ENGL630 - Readings in 20th Century English Literature. Becoming British: Writing the Right of Abode

The legal ability to remain in the United Kingdom is defined by the right of abode and that right, sometimes corresponding with or leading to citizenship and sometimes not, was repeatedly reconfigured across the twentieth century. During this period, writers from British colonies and former colonies—from India to Hong Kong, Jamaica to Nigeria, Sri Lanka to the United States—immigrated to the U.K. and concerned themselves with the problems of becoming British, including the possibility of resisting becoming British.
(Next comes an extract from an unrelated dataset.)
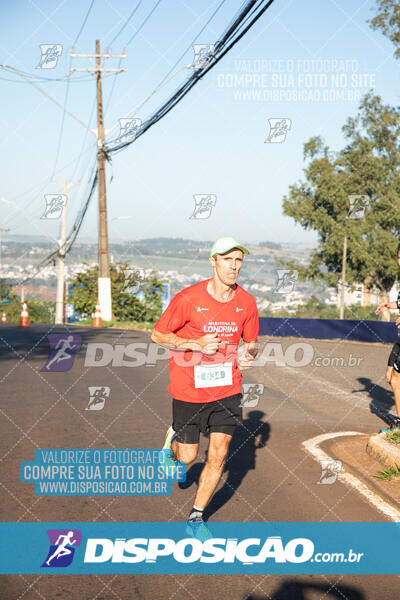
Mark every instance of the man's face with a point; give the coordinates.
(227, 266)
At the same time, “natural-born” citizen writers too asked themselves what does it mean to be British in the midst of imperial decline and an increasingly diasporic population. Moreover, writers descended from Britain’s (post)colonial immigrants, both in the twentieth century and since, have worked to reinvent Britishness in the long shadow of imperialism, immigration, globalization, and multiculturalism. We will use this multi-faceted idea of writing abode or writing an extra-territoriality beyond abode, to frame our survey of post-1900 British literature. We will examine changing immigration legislation, socio-historical studies of immigration, and theories of citizenship, nationhood, and dwelling alongside the writings of modernists such as T. S. Eliot, Jean Rhys, and Virginia Woolf; mid-century writers such as Samuel Selvon and Una Marson; and contemporary writers such as Timothy Mo, Hanif Kureishi, and Bernardine Evaristo. Assignments will include a conference-style presentation and response, several short analyses, an annotated bibliography, and either a 15-page paper or a teaching portfolio for two courses in post-1900 transatlantic, British, Anglophone, global, or postcolonial literature.